Hal böyle olunca mahkemece, kefalet nedeniyle ödenen bedelin rücuen tahsili için başlatılan icra takibinde yetkili icra müdürlüğünün Ankara Batı İcra Müdürlüğü olduğu, davalı borçlunun icra takibinde icra müdürlüğünün yetkisine usulüne uygun olarak itiraz ettiği, davacı alacaklının icra takibini yetkisiz Ankara İcra Müdürlüğünde başlattığı, yetkili icra müdürlüğünde takip yapılmasına ilişkin itirazın iptali dava şartının gerçekleşmediği gözetilerek yazılı şekilde karar verilmesinde bir isabetsizlik görülmemiştir.
Tüm bu nedenlerle ilk derece mahkemesinin davanın usulden reddi yönündeki kararında herhangi bir isabetsizlik görülmediğinden davacı vekilinin istinaf başvurusunun esastan reddine karar vermek gerekmiş ve takdiren aşağıdaki şekilde hüküm kurulmuştur.

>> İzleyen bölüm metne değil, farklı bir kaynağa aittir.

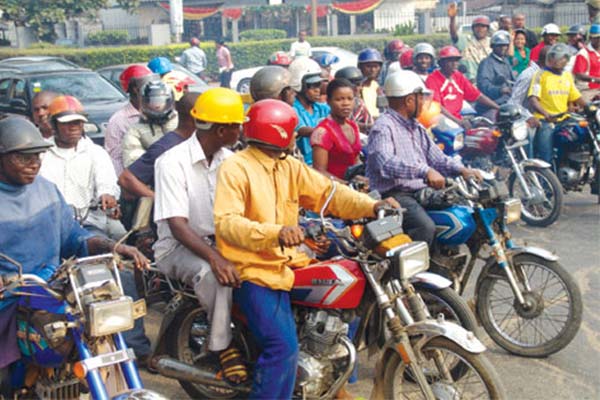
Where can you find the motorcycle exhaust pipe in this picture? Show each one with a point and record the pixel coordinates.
(172, 368)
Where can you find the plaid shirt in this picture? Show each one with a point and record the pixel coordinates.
(401, 153)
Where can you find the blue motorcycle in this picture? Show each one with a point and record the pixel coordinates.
(525, 300)
(69, 324)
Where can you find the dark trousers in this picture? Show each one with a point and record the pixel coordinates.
(416, 223)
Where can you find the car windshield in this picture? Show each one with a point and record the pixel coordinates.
(87, 87)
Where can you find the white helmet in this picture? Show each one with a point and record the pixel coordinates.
(403, 83)
(550, 29)
(304, 70)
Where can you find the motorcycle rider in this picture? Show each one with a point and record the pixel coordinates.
(37, 227)
(185, 183)
(158, 117)
(587, 65)
(369, 63)
(423, 59)
(306, 81)
(450, 87)
(39, 104)
(476, 46)
(259, 191)
(495, 74)
(132, 79)
(403, 158)
(550, 93)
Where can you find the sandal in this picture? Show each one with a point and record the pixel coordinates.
(233, 367)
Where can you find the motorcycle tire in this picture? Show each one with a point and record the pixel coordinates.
(551, 182)
(494, 294)
(475, 367)
(449, 303)
(187, 341)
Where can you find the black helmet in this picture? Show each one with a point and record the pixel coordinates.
(351, 74)
(157, 101)
(20, 135)
(508, 113)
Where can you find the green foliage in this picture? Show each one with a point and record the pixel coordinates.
(41, 15)
(245, 54)
(107, 38)
(263, 34)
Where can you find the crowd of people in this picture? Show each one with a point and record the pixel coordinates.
(226, 223)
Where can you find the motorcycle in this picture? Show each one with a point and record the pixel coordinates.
(69, 324)
(420, 357)
(525, 300)
(576, 158)
(503, 149)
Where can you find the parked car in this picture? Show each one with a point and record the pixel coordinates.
(100, 99)
(240, 79)
(113, 72)
(38, 63)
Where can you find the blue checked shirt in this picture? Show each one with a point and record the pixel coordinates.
(401, 153)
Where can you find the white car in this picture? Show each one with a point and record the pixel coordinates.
(240, 79)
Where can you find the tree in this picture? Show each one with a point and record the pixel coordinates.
(41, 15)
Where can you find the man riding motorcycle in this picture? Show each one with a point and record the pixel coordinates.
(403, 158)
(259, 191)
(37, 227)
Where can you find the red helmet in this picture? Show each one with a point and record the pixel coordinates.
(131, 72)
(449, 52)
(405, 59)
(271, 122)
(481, 20)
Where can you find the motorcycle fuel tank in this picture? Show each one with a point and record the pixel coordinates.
(337, 283)
(454, 225)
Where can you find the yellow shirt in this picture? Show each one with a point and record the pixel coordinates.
(369, 95)
(554, 91)
(256, 196)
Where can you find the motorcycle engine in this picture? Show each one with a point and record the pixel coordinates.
(322, 358)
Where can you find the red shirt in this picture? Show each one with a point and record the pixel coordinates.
(587, 62)
(535, 52)
(342, 154)
(450, 93)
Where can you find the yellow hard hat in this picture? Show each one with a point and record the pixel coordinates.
(219, 105)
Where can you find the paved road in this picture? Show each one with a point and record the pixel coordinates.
(573, 373)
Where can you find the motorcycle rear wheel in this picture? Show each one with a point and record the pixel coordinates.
(187, 341)
(548, 211)
(557, 308)
(477, 378)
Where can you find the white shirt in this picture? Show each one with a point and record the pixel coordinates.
(185, 187)
(300, 49)
(82, 174)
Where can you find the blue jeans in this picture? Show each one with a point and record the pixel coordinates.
(544, 141)
(270, 319)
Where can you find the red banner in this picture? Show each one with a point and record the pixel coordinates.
(357, 6)
(195, 13)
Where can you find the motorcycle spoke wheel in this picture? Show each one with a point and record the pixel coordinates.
(551, 317)
(544, 208)
(476, 380)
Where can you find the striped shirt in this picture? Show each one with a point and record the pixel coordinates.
(401, 153)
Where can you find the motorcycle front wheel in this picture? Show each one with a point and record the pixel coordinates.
(543, 208)
(476, 379)
(549, 320)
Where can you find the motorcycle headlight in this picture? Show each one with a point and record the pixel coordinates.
(512, 210)
(109, 317)
(519, 131)
(459, 142)
(410, 259)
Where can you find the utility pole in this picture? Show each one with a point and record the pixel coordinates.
(314, 20)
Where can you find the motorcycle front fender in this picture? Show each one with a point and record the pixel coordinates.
(535, 162)
(431, 280)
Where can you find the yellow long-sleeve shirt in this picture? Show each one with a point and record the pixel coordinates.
(256, 196)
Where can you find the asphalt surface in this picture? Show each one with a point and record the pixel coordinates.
(573, 373)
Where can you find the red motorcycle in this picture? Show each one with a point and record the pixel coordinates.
(420, 356)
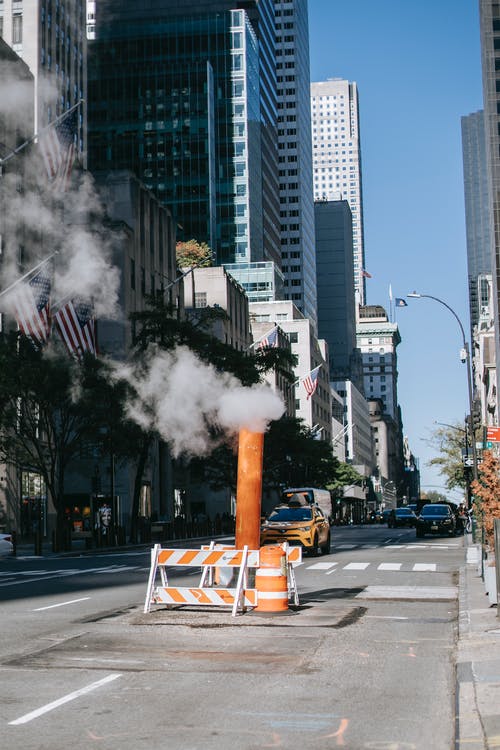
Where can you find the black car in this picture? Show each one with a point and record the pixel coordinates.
(436, 518)
(401, 517)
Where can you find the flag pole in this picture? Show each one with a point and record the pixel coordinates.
(260, 339)
(36, 135)
(28, 273)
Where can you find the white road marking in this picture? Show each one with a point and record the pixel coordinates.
(389, 566)
(408, 592)
(386, 617)
(61, 604)
(61, 701)
(47, 575)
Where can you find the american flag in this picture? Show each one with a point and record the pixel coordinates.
(76, 325)
(58, 147)
(269, 340)
(311, 381)
(31, 307)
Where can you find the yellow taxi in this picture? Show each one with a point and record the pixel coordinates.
(297, 523)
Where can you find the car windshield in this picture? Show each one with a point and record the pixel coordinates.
(435, 510)
(291, 514)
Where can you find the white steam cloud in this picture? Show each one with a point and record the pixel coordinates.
(73, 227)
(182, 398)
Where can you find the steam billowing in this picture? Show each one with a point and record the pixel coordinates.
(183, 398)
(31, 218)
(188, 403)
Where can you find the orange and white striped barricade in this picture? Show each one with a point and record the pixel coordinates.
(293, 558)
(238, 597)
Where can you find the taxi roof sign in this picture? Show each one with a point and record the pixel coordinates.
(493, 434)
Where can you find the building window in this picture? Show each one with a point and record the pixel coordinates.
(17, 28)
(200, 299)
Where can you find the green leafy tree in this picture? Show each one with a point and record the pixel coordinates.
(193, 254)
(434, 497)
(449, 441)
(43, 419)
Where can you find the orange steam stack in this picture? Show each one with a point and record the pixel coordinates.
(249, 489)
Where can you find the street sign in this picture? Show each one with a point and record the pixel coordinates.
(493, 434)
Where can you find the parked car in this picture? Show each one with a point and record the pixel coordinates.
(436, 518)
(401, 517)
(297, 524)
(6, 546)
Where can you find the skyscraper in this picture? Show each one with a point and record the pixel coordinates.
(294, 156)
(337, 158)
(50, 38)
(489, 19)
(477, 207)
(184, 94)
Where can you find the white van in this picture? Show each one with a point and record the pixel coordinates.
(313, 495)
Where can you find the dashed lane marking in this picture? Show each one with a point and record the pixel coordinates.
(389, 566)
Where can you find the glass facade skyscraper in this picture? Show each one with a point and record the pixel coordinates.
(477, 207)
(179, 95)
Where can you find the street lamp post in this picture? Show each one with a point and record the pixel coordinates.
(465, 344)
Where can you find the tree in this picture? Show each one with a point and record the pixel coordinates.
(193, 254)
(450, 441)
(43, 420)
(487, 493)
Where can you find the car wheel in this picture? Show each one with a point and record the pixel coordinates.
(314, 550)
(325, 549)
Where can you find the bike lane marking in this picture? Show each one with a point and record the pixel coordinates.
(61, 701)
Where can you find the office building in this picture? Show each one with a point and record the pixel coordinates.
(489, 18)
(335, 288)
(294, 156)
(185, 96)
(314, 410)
(477, 207)
(377, 341)
(337, 159)
(51, 40)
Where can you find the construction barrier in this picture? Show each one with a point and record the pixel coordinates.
(238, 597)
(271, 580)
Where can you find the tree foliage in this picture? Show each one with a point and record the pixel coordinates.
(449, 441)
(487, 493)
(193, 254)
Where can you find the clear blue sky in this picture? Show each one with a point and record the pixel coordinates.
(418, 70)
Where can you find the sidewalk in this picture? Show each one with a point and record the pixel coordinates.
(477, 700)
(478, 661)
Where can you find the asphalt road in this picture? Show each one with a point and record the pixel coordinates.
(365, 661)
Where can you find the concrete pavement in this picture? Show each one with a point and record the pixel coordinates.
(478, 661)
(477, 654)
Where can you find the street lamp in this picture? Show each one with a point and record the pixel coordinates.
(466, 358)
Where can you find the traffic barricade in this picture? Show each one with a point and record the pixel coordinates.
(239, 597)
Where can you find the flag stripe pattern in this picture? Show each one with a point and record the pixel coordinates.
(58, 149)
(269, 340)
(311, 381)
(76, 326)
(31, 307)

HÜKÜM: Yukarıda Açıklanan Nedenlerle;
1-Davacı vekilinin istinaf başvurusunun HMK’nın 353/(1)-b.1 maddesi gereğince ESASTAN REDDİNE,
2-Davacıdan alınması gerekli olan 80,70 TL istinaf karar harcının peşin alınan 59,30 TL harçtan mahsubu ile bakiye 21,40 TL harcın talebi halinde davacıya iadesine,
3-Davacı tarafından istinaf aşamasında yapılan yargılama giderlerinin üzerinde bırakılmasına,
4-İstinaf incelemesi sırasında duruşma açılmadığından davalı yararına vekalet ücreti taktirine yer olmadığına,
Dosya üzerinde yapılan inceleme sonucunda uyuşmazlık konusu miktar dikkate alındığında HMK’nın 362. maddesi gereğince kesin olmak üzere, tarafların yokluğunda oy birliği ile karar verildi. 27/10/2022

Başkan – … Üye – … Üye – … Zabıt Katibi – …
… … … …

Bu belge 5070 sayılı Elektronik İmza Kanunu hükümlerine göre UYAP sistemi üzerinden elektronik imza ile imzalanmıştır.